In late 2022, the US began “preparing rigorously” for Russia potentially striking Ukraine with a nuclear weapon, in what would have been the first nuclear attack in war since the US dropped atomic bombs on Hiroshima and Nagasaki nearly eighty years before, two senior administration officials told CNN.

The Biden administration was specifically concerned Russia might use a tactical or battlefield nuclear weapon, the officials said.

I first reported US officials were worried about Russia using a tactical nuclear weapon in 2022, but in my new book, “The Return of Great Powers” publishing on March 12, I reveal exclusive details on the unprecedented level of contingency planning carried out as senior members of the Biden administration became increasingly alarmed by the situation.

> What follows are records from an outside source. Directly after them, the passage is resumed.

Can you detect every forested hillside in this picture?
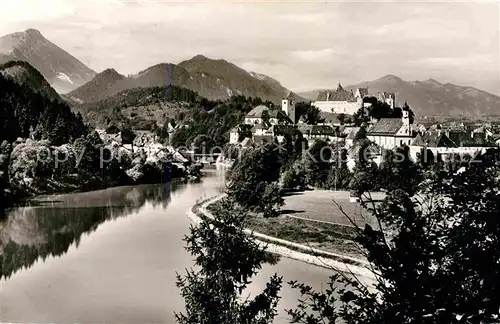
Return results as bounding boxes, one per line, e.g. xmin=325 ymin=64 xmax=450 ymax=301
xmin=0 ymin=62 xmax=88 ymax=145
xmin=73 ymin=86 xmax=210 ymax=130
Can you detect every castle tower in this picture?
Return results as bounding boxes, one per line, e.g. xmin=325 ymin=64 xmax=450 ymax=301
xmin=401 ymin=102 xmax=412 ymax=136
xmin=281 ymin=91 xmax=297 ymax=124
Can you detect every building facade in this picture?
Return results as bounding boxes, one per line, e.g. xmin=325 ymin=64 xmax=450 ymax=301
xmin=366 ymin=110 xmax=414 ymax=150
xmin=312 ymin=83 xmax=368 ymax=115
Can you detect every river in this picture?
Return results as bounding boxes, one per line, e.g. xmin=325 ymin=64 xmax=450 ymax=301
xmin=0 ymin=169 xmax=331 ymax=323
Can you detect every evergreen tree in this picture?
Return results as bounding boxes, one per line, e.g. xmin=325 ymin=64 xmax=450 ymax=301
xmin=175 ymin=200 xmax=282 ymax=324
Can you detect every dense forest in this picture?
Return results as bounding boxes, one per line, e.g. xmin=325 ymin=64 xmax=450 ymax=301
xmin=73 ymin=86 xmax=211 ymax=130
xmin=171 ymin=96 xmax=274 ymax=149
xmin=0 ymin=69 xmax=89 ymax=145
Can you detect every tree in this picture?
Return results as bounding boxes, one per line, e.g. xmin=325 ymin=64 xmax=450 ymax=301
xmin=349 ymin=139 xmax=380 ymax=197
xmin=303 ymin=140 xmax=335 ymax=188
xmin=337 ymin=114 xmax=346 ymax=125
xmin=121 ymin=125 xmax=137 ymax=144
xmin=354 ymin=125 xmax=366 ymax=143
xmin=289 ymin=149 xmax=500 ymax=324
xmin=227 ymin=144 xmax=280 ymax=208
xmin=259 ymin=183 xmax=284 ymax=217
xmin=175 ymin=200 xmax=282 ymax=324
xmin=379 ymin=146 xmax=422 ymax=196
xmin=295 ymin=102 xmax=324 ymax=125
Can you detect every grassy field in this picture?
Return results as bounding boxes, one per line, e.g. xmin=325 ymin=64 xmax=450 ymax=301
xmin=209 ymin=190 xmax=383 ymax=258
xmin=282 ymin=190 xmax=384 ymax=226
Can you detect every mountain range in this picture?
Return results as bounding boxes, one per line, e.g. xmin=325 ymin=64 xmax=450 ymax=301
xmin=0 ymin=29 xmax=500 ymax=117
xmin=0 ymin=29 xmax=96 ymax=93
xmin=299 ymin=75 xmax=500 ymax=117
xmin=67 ymin=55 xmax=305 ymax=102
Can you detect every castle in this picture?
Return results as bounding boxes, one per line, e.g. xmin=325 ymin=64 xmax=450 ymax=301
xmin=313 ymin=83 xmax=396 ymax=115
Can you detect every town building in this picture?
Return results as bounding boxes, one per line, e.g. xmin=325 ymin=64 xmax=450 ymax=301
xmin=281 ymin=92 xmax=297 ymax=124
xmin=410 ymin=130 xmax=496 ymax=160
xmin=297 ymin=124 xmax=339 ymax=145
xmin=312 ymin=83 xmax=368 ymax=115
xmin=245 ymin=104 xmax=295 ymax=125
xmin=366 ymin=110 xmax=414 ymax=150
xmin=377 ymin=92 xmax=396 ymax=109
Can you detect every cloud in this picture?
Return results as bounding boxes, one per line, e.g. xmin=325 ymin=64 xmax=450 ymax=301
xmin=290 ymin=48 xmax=335 ymax=62
xmin=0 ymin=0 xmax=500 ymax=93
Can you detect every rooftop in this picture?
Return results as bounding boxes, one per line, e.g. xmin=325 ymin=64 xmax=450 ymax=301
xmin=367 ymin=118 xmax=403 ymax=135
xmin=412 ymin=132 xmax=457 ymax=147
xmin=316 ymin=84 xmax=356 ymax=102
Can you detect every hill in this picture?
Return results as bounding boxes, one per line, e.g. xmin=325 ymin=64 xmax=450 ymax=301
xmin=0 ymin=61 xmax=61 ymax=101
xmin=68 ymin=55 xmax=304 ymax=103
xmin=73 ymin=86 xmax=210 ymax=130
xmin=301 ymin=75 xmax=500 ymax=117
xmin=0 ymin=62 xmax=88 ymax=145
xmin=0 ymin=29 xmax=96 ymax=93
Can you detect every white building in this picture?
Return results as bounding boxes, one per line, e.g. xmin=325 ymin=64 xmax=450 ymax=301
xmin=312 ymin=83 xmax=368 ymax=115
xmin=245 ymin=105 xmax=295 ymax=125
xmin=366 ymin=110 xmax=414 ymax=150
xmin=378 ymin=92 xmax=396 ymax=109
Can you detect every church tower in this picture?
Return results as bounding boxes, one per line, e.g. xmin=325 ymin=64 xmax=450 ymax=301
xmin=281 ymin=91 xmax=297 ymax=124
xmin=402 ymin=102 xmax=412 ymax=136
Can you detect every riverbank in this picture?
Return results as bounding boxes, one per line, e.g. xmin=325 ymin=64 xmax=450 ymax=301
xmin=187 ymin=195 xmax=375 ymax=282
xmin=0 ymin=170 xmax=203 ymax=213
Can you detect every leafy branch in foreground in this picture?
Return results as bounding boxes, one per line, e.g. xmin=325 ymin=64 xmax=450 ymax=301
xmin=288 ymin=152 xmax=500 ymax=324
xmin=175 ymin=199 xmax=282 ymax=324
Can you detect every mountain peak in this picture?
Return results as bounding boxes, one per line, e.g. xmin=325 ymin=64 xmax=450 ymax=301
xmin=99 ymin=68 xmax=122 ymax=76
xmin=377 ymin=74 xmax=403 ymax=82
xmin=191 ymin=54 xmax=209 ymax=61
xmin=423 ymin=79 xmax=442 ymax=86
xmin=24 ymin=28 xmax=43 ymax=37
xmin=0 ymin=28 xmax=96 ymax=92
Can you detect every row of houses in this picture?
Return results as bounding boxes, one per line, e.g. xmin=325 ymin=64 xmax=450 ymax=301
xmin=230 ymin=94 xmax=500 ymax=165
xmin=312 ymin=83 xmax=396 ymax=115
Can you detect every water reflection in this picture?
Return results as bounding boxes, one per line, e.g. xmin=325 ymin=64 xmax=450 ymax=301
xmin=0 ymin=182 xmax=182 ymax=279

“That’s what the conflict presented us, and so we believed ­and I think it’s our right ­to prepare rigorously and do everything possible to avoid that happening,” the first senior administration official told me.

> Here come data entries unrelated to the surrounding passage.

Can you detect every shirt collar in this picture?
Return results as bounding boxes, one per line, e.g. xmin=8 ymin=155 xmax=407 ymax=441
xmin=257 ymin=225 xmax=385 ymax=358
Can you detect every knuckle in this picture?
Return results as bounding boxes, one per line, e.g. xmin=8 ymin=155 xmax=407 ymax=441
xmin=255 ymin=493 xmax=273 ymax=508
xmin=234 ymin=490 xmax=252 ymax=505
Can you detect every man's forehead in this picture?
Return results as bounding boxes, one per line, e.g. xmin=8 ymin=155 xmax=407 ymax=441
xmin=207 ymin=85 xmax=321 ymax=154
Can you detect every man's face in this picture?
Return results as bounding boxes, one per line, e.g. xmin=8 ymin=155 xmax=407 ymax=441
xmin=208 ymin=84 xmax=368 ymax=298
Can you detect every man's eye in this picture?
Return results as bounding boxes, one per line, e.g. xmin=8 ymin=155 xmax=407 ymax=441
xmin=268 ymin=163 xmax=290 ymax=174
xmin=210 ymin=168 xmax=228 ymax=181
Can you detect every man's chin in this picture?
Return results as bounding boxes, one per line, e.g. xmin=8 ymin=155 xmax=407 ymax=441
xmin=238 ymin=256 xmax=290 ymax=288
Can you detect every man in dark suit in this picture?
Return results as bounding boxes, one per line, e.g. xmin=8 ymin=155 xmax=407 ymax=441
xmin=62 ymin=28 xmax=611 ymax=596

What led the Biden administration to reach such a startling assessment was not one indicator, but a collection of developments, analysis, and – crucially ­- highly sensitive new intelligence.

The administration’s fear, a second senior administration official told me, “was not just ­hypothetical —​­ it was also based on some information that we picked up.”

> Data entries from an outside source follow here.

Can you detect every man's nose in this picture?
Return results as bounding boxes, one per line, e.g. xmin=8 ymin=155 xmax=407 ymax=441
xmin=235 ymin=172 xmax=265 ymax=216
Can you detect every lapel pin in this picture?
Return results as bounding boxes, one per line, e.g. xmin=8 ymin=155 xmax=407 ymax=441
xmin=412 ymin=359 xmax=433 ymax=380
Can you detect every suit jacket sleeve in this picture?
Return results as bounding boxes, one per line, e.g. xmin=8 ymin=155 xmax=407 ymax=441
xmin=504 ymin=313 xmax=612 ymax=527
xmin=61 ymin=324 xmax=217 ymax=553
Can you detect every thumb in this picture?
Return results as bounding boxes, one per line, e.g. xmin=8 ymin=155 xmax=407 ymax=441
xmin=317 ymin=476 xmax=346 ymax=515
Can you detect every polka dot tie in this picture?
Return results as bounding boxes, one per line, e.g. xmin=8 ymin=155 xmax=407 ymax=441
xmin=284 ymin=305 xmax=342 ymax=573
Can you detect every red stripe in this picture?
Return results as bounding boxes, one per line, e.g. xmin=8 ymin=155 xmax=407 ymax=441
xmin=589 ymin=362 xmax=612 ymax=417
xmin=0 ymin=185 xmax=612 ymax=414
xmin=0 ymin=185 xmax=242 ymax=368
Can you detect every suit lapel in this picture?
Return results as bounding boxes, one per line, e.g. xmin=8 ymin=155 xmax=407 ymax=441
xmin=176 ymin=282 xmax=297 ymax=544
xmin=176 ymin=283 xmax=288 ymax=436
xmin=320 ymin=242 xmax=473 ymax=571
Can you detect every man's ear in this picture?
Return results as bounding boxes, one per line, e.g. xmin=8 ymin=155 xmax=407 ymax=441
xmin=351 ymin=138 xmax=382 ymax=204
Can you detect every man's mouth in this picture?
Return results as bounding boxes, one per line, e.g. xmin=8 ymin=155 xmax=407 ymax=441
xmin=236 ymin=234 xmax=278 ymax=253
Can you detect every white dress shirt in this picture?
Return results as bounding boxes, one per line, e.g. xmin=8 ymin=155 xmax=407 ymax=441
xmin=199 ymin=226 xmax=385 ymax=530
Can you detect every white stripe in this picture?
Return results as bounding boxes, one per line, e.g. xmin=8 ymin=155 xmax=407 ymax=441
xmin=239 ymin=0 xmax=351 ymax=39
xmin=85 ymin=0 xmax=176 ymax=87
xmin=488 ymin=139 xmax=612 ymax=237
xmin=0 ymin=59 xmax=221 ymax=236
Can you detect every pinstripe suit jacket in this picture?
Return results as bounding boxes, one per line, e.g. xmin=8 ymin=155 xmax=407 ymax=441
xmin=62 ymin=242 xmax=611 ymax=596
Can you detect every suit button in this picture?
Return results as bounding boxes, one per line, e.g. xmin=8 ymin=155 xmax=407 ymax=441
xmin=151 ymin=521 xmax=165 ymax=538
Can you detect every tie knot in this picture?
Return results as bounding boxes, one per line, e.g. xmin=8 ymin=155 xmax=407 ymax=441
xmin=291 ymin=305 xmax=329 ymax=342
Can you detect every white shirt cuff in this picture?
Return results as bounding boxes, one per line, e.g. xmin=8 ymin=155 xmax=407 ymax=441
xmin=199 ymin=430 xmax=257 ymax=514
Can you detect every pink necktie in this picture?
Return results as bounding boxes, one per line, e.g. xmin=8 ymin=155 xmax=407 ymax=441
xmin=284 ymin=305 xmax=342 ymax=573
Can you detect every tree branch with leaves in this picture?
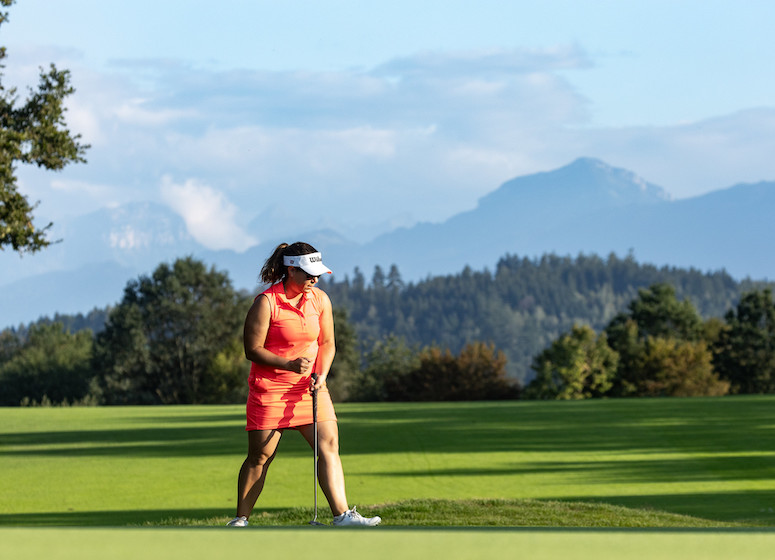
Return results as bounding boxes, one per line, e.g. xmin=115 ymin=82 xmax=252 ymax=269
xmin=0 ymin=0 xmax=89 ymax=253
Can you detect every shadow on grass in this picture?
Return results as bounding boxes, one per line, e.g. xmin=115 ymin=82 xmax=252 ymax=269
xmin=0 ymin=509 xmax=234 ymax=527
xmin=562 ymin=490 xmax=775 ymax=527
xmin=0 ymin=397 xmax=775 ymax=464
xmin=363 ymin=455 xmax=775 ymax=484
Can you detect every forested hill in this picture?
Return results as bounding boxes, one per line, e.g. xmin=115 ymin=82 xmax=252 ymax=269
xmin=321 ymin=255 xmax=761 ymax=382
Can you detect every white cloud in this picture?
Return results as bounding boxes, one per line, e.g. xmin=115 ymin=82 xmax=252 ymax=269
xmin=7 ymin=45 xmax=775 ymax=249
xmin=161 ymin=176 xmax=256 ymax=251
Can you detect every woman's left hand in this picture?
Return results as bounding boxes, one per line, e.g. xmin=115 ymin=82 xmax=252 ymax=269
xmin=309 ymin=374 xmax=328 ymax=391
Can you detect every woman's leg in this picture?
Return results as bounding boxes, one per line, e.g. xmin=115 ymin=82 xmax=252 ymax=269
xmin=237 ymin=430 xmax=282 ymax=517
xmin=298 ymin=420 xmax=349 ymax=516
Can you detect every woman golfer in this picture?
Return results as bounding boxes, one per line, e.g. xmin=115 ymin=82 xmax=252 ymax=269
xmin=228 ymin=242 xmax=381 ymax=527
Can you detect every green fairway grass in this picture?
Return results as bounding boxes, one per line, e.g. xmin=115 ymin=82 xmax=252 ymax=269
xmin=0 ymin=396 xmax=775 ymax=535
xmin=7 ymin=528 xmax=775 ymax=560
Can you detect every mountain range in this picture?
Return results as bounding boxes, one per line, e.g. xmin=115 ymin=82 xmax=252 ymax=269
xmin=0 ymin=158 xmax=775 ymax=328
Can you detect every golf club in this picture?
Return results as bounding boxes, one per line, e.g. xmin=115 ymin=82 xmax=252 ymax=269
xmin=309 ymin=373 xmax=324 ymax=525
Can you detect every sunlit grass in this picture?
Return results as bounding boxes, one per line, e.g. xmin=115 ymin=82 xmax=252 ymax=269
xmin=0 ymin=397 xmax=775 ymax=527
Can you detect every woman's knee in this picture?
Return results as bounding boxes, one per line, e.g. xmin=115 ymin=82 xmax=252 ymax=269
xmin=318 ymin=432 xmax=339 ymax=455
xmin=245 ymin=432 xmax=280 ymax=467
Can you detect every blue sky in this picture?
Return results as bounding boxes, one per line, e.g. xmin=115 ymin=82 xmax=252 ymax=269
xmin=0 ymin=0 xmax=775 ymax=249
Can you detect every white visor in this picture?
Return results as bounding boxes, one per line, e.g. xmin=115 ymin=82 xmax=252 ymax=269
xmin=283 ymin=253 xmax=331 ymax=276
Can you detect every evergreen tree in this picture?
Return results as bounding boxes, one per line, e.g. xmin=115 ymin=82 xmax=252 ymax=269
xmin=94 ymin=257 xmax=249 ymax=404
xmin=524 ymin=325 xmax=619 ymax=400
xmin=0 ymin=323 xmax=93 ymax=406
xmin=713 ymin=288 xmax=775 ymax=393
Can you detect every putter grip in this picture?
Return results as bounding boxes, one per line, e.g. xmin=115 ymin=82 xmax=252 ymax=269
xmin=312 ymin=373 xmax=318 ymax=421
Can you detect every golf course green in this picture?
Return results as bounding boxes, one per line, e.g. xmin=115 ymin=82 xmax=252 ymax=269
xmin=0 ymin=396 xmax=775 ymax=558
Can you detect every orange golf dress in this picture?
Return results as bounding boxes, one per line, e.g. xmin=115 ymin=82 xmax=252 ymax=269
xmin=245 ymin=282 xmax=336 ymax=431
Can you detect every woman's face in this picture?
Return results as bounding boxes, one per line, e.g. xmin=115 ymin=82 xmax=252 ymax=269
xmin=288 ymin=266 xmax=320 ymax=292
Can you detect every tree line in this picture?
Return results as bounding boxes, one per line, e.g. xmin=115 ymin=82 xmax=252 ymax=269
xmin=0 ymin=255 xmax=775 ymax=406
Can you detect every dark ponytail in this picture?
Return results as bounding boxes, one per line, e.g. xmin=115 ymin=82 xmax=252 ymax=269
xmin=261 ymin=241 xmax=318 ymax=284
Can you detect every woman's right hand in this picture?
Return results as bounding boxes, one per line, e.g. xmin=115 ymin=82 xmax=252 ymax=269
xmin=286 ymin=356 xmax=312 ymax=374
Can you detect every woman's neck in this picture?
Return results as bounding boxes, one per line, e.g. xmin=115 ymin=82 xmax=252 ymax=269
xmin=283 ymin=278 xmax=304 ymax=301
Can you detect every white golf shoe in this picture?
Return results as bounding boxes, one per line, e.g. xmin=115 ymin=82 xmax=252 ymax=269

“We had to plan so that we were in the best possible position in case this no‑longer unthinkable event actually took place,” the same senior administration official told me.

During this period from late summer to fall 2022, the National Security Council convened a series of meetings to put contingency plans in place “in the event of either a very clear indication that they were about to do something, attack with a nuclear weapon, or if they just did, how we would respond, how we would try to preempt it, or deter it,” the first senior administration official told me.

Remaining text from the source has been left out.